Design
The Front Lip
Why Optica's front lip is a curve.
Most keyboards end at the front edge the same way. A hard 45 degree chamfer that goes deeper into the front, what the community usually calls a cherry lip, or some variation on it where it tapers in and out.
The angle changes once, sharply, and that's the front of the board. It's a resolved solution. It works, it reads clearly, and nearly everyone uses it.

Optica doesn't.
The front lip is a continuous curve, produced by a 5-axis machining operation that a chamfer doesn't require.
That decision has a specific reason, and this is it.
What Optica was about
The design argument behind Optica was the relationship between form and attention.
The claim was that organic curves, resolved with enough precision, reward the act of looking, that an object could behave differently depending on where you stood relative to it.
Light catches differently. The profile changes. A line from one angle becomes something more complex from another.
The intention was that looking at Optica wouldn't be incidental. That the object would return something to whoever was paying attention to it.
That premise had a direct implication for every surface decision on the board. A surface that changes predictably, that has a fixed profile regardless of viewing angle, doesn't participate in that argument.
Present, but not active.
The front edge, being the surface most directly in a seated user's sightline, was one where a lot of consideration was spent.
Why?
A hard bevel resolves the front edge with a single angle change. It's legible and clean, and that legibility is part of its appeal: You read the edge immediately and completely.

Cherry G80-3000 Keyboard
But that completeness is also the problem.
A hard bevel looks the same from every angle within a normal range of view. There's no gradient, no transition, nothing that changes as you move.
It doesn't reward attention because it doesn't change in response to it.
Tapering the front edge variably didn't solve this either.
The profile is still a fixed shape. The lines change but the behaviour doesn't. You're still looking at the same form regardless of where you sit relative to it.
Neither was truly the answer to the question that was looking to be answered.
The Result
A gentle continuous curve was applied to the front face using a 5-axis operation.
Not just an line with a radius applied to its edge, a surface that is itself curved, so that what the eye receives changes as the viewer moves.

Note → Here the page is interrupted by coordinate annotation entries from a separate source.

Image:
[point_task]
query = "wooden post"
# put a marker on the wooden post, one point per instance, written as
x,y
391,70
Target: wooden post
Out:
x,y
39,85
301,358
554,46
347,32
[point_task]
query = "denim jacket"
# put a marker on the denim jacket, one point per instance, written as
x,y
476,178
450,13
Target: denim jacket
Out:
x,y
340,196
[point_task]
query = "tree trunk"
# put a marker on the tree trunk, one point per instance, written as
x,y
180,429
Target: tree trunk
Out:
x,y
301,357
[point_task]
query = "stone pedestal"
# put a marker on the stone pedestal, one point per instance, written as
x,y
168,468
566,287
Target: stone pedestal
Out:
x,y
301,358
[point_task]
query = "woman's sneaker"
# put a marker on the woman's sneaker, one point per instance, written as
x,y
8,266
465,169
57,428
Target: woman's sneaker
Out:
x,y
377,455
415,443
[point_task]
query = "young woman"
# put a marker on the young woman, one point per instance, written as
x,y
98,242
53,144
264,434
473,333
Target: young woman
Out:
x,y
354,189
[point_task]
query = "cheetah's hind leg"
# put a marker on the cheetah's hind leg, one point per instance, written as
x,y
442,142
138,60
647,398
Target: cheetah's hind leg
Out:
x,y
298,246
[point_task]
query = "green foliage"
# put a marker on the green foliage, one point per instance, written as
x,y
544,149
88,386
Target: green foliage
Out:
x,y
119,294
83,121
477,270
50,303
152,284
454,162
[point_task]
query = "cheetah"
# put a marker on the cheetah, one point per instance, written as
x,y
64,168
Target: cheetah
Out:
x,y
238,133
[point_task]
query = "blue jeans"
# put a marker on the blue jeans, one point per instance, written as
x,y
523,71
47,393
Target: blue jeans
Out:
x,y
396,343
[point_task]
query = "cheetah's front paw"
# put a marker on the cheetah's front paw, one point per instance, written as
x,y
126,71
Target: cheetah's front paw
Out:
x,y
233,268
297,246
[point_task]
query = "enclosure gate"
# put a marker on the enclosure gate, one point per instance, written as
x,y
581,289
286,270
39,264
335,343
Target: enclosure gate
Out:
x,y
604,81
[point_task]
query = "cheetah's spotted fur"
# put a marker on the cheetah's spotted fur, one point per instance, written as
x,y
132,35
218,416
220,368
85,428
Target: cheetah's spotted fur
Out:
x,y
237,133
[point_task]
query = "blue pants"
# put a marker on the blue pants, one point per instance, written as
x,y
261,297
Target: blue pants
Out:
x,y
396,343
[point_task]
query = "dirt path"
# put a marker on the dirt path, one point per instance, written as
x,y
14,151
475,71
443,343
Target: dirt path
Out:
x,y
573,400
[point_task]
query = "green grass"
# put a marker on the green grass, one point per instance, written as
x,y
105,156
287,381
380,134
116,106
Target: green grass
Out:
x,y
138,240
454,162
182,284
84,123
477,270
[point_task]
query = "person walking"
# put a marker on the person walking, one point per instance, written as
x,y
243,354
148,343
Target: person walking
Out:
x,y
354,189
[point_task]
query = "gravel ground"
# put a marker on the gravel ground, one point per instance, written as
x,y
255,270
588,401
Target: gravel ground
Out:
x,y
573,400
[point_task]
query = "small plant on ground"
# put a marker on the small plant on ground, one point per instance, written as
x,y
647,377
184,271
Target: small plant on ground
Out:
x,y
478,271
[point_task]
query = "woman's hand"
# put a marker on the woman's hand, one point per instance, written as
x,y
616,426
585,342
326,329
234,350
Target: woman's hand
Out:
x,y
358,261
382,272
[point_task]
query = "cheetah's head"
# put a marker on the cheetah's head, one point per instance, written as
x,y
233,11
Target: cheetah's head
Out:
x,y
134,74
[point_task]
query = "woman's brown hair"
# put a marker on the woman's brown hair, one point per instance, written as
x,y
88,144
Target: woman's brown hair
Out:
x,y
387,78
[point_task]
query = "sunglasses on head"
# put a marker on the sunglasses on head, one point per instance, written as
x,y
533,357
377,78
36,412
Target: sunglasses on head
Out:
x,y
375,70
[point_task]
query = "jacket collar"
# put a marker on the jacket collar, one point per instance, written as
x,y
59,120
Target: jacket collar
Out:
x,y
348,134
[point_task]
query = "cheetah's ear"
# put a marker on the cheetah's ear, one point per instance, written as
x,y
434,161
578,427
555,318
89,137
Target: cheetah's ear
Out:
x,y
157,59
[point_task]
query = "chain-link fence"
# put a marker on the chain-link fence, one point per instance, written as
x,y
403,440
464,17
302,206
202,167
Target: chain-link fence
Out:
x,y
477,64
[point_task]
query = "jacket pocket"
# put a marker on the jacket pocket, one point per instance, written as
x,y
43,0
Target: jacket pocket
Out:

When you sit back, the front face presents a gentle gradient.
As you lean forward, the gradient shifts, changing as your perspective does.
The curve was then resolved at its edge with an additional fillet.
That edge catches light differently from the face, a sharper gradient that defines where the board ends without using a hard angle to do it.
The edge is present, but doesn't contradict what the lip is saying.
In person, this feature turned out beautifully, where the edge break added an additional layer of complexity as light bent around it that carried itself not only just along the lip, but the entire board.
The 5-axis operation costs more than a standard bevel due to its insanely large radius, meaning that the operation could only be carried out by an atypical endmill, but that cost was straightforward to justify: the front lip was the surface most directly implicated in the design argument.
Cutting cost there would have been cutting the argument.